Concomitant Use of Nitrous Oxide During Remifentanil Labor Analgesia
Remifentanil provided superior analgesia to 50% nitrous oxide (Entonox) when administered to women in a small crossover study with a threefold reduction in median pain scores (15 vs 5 mm).18 Two studies comparing remifentanil PCIA with meperidine PCIA allowed parturients to use nitrous oxide to supplement opioid analgesia as part of the study protocol.15,16 Thurlow et al.16 found equal use of nitrous oxide in the IM meperidine and remifentanil PCIA groups. Blair et al.15 derived a similar conclusion: 19 of 19 women in the meperidine group and 18 of 20 in the remifentanil group chose to continue to use nitrous oxide. It seems that when given the choice, women frequently prefer to continue using nitrous oxide at the same time as remifentanil PCIA, although some studies of systemic opioid analgesia have identified an increased risk of hypoxemia with the addition of nitrous oxide.23
Supervision and Monitoring
The findings of various studies point to the need for close (one-to-one nursing/midwife) patient supervision, training for the caregiver such as the labor nurse, continuous oxygen saturation monitoring, and a dedicated IV cannula while a parturient is receiving a remifentanil PCIA regimen. Suggested guidelines for the use of remifentanil PCIA for labor analgesia are shown in Table 3.

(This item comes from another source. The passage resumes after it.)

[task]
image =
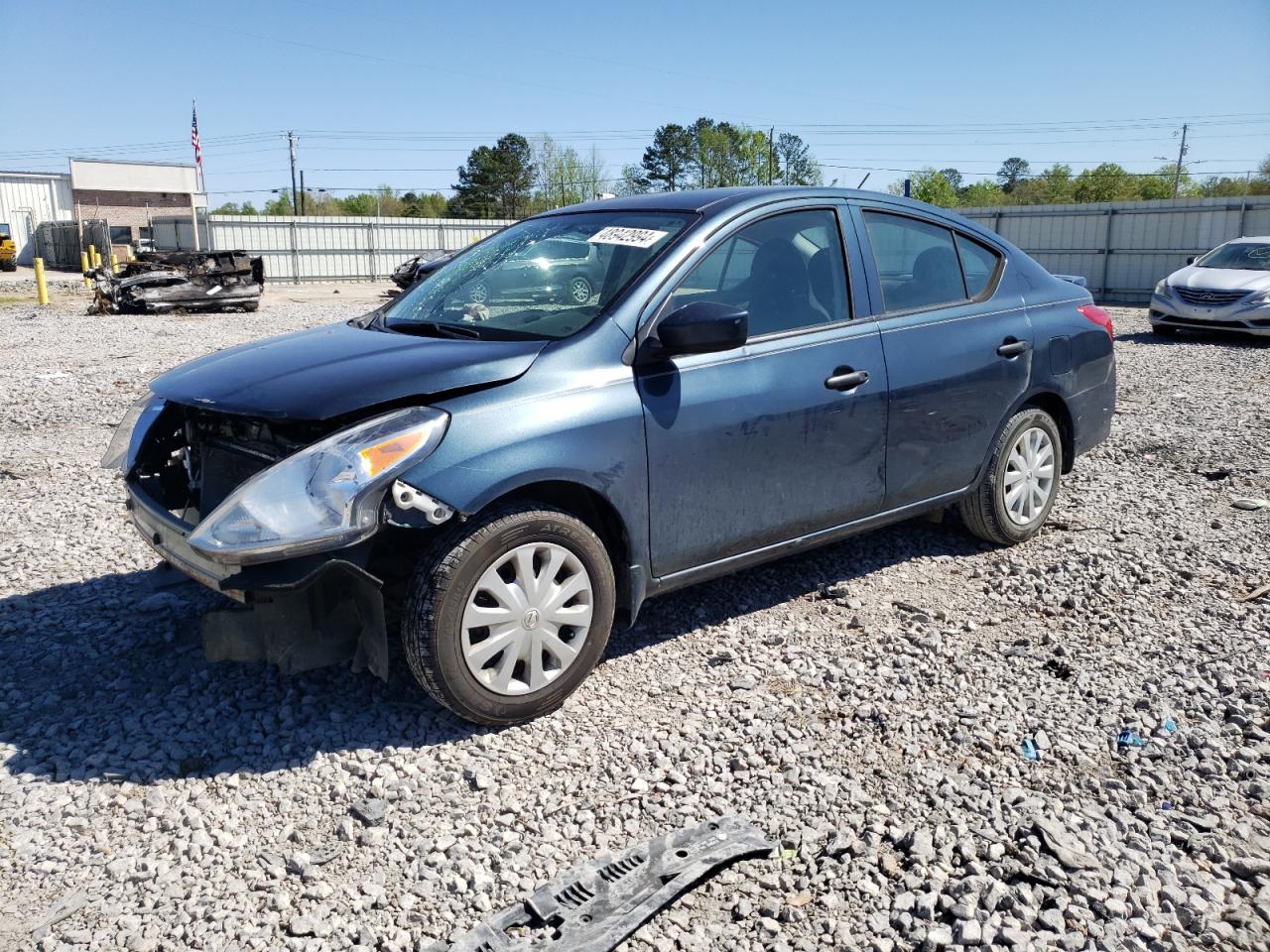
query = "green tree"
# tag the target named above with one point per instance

Optimal remifentanil PCIA regimens may well require titration against individual patient response as well as a titration in dose requirements as labor progresses. Further developments may include synchronization of the remifentanil PCIA bolus dose to the tocodynameter recording so that the maximum analgesic effect of the drug can occur at the peak of the uterine contraction. Administration of the bolus during the period between contractions may also potentially improve efficacy.24
There is evidence supporting the analgesic effects and suitability of remifentanil for first-stage labor analgesia, although the timing of the onset of action or peak action cannot currently be matched to uterine contraction pain. Although remifentanil provides only modest analgesia, it seems to be popular with parturients enrolled in trials.1 An appropriate PCIA dose regimen is a 40-μg bolus with a 2-min lockout.9 Because of its side-effect profile, guidelines should be in place to ensure routine oxygen saturation monitoring, oxygen supplementation if needed to treat maternal desaturation, and one-to-one nursing/midwife monitoring using trained personnel. The requirement for close monitoring is a potential drawback to routine use of the technique in a clinical setting. We believe that remifentanil PCIA for labor analgesia is an important advance in the obstetric anesthesia armamentarium, especially for parturients who do not want neuraxial analgesia or when its use is contraindicated.